La lotta tra l’albero e il presepio è stata vinta dal primo. Il presepio man mano si è disusato nelle case private. Restano quelli di pregevole fattura in conventi, chiese… quelli artistici che partecipano alle mostre o frutto di una ricerca artigianale originale.

Il presepio l’ho sempre amato. Mi piaceva vedere quelli grandi che occupavano un’intera stanza, le montagne costruite con i giornali e impastati con la colla di farina fatta in casa. A casa mia era piccolo, occupava un angolo riparato, ma sempre diverso. Nel bosco si cercava la legna per la grotta, il muschio, rami con bacche colorate… Poi a Siponto con le pigne… poi di carta, materiali riciclati, con le costruzioni dei bambini… Nonostante i divieti, era luogo di giochi e i pastori convivevano con sceriffi e indiani, i sentieri divenuti piste per le macchinine… Il presepio è fragile, perde la forma in pochi giorni, ma è l’unico “fatto religioso” in cui i bambini hanno il diritto di partecipare ed esprimersi.

Se si vogliono scoprire le tracce nei vangeli si resta delusi. Solo il Vangelo di Luca parla di mangiatoia, di “grotta” parla uno dei vangeli apocrifi. Il Vangelo di Matteo parla di “casa”, e Gesù non è il bambino umile… è il re dei Giudei, che un altro re (Erode) odia e teme. Le cose certe sono queste: Maria e Giuseppe sono in viaggio verso Betlemme per il censimento voluto da Augusto. Maria è sull’asinello e ad un tratto dice a Giuseppe: “Calami giù … quello che è dentro di me… ha fretta”. Partorisce nel primo luogo possibile, nei pressi di Betlemme, brulicante di viaggiatori e stranieri giunti lì per compiere il dovere civico di “censirsi”.

Mi ricordo la notte di Natale di tanti anni fa. Poco più che adolescente. Ero solo in campagna. Una vacca stava per partorire, in anticipo… Chiamai i vicini. Partorì proprio a mezzanotte. Il contadino più anziano ed esperto tirò fuori il vitellino tremante, barcollante… in braccio lo portai davanti alla madre, che iniziò a leccarlo, pulirlo… Una notte fredda, rimanemmo nella stalla fino al mattino, alle prime luci cominciarono a venire altri dai poderi vicini. Alcune donne portarono il caffe e dolci fatti in quel periodo.

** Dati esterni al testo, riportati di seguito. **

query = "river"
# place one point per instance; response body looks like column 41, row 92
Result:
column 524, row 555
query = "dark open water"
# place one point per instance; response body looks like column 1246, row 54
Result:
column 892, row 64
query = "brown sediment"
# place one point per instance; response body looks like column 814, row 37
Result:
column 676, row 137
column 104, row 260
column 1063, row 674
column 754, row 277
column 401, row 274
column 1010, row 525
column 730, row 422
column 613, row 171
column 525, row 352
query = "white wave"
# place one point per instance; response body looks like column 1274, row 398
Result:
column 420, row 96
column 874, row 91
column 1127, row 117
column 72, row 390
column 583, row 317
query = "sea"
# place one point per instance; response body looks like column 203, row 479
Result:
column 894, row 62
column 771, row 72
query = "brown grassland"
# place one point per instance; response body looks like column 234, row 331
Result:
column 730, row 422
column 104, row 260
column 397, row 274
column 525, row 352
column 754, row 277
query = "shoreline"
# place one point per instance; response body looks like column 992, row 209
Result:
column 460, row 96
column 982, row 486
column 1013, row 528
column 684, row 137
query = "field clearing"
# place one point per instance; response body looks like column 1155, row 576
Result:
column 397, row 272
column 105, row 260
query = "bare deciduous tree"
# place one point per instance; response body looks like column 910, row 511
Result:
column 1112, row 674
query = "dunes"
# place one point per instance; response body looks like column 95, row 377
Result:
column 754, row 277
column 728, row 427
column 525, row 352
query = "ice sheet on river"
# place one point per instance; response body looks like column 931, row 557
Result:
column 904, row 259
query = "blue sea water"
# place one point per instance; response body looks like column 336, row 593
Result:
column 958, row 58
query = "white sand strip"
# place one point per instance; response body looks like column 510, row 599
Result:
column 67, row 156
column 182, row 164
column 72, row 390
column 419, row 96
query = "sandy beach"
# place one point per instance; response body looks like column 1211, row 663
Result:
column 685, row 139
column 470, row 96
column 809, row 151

La stalla era un buon luogo dove nascere. Le vacche… la paglia, il fieno che profumava… Era il luogo più sano, le finestre ampie e sempre aperte, così come la porta di ingresso. Nei lunghi mesi di inverno, il ritmo di lavoro era più lento, lì c’era spazio e calore, lì ci si incontrava, aneddoti, storie, scherzi… si faceva teatro. In Emilia è nato il “teatro di stalla”. Le ricerche storiche riservano ancora tante sorprese.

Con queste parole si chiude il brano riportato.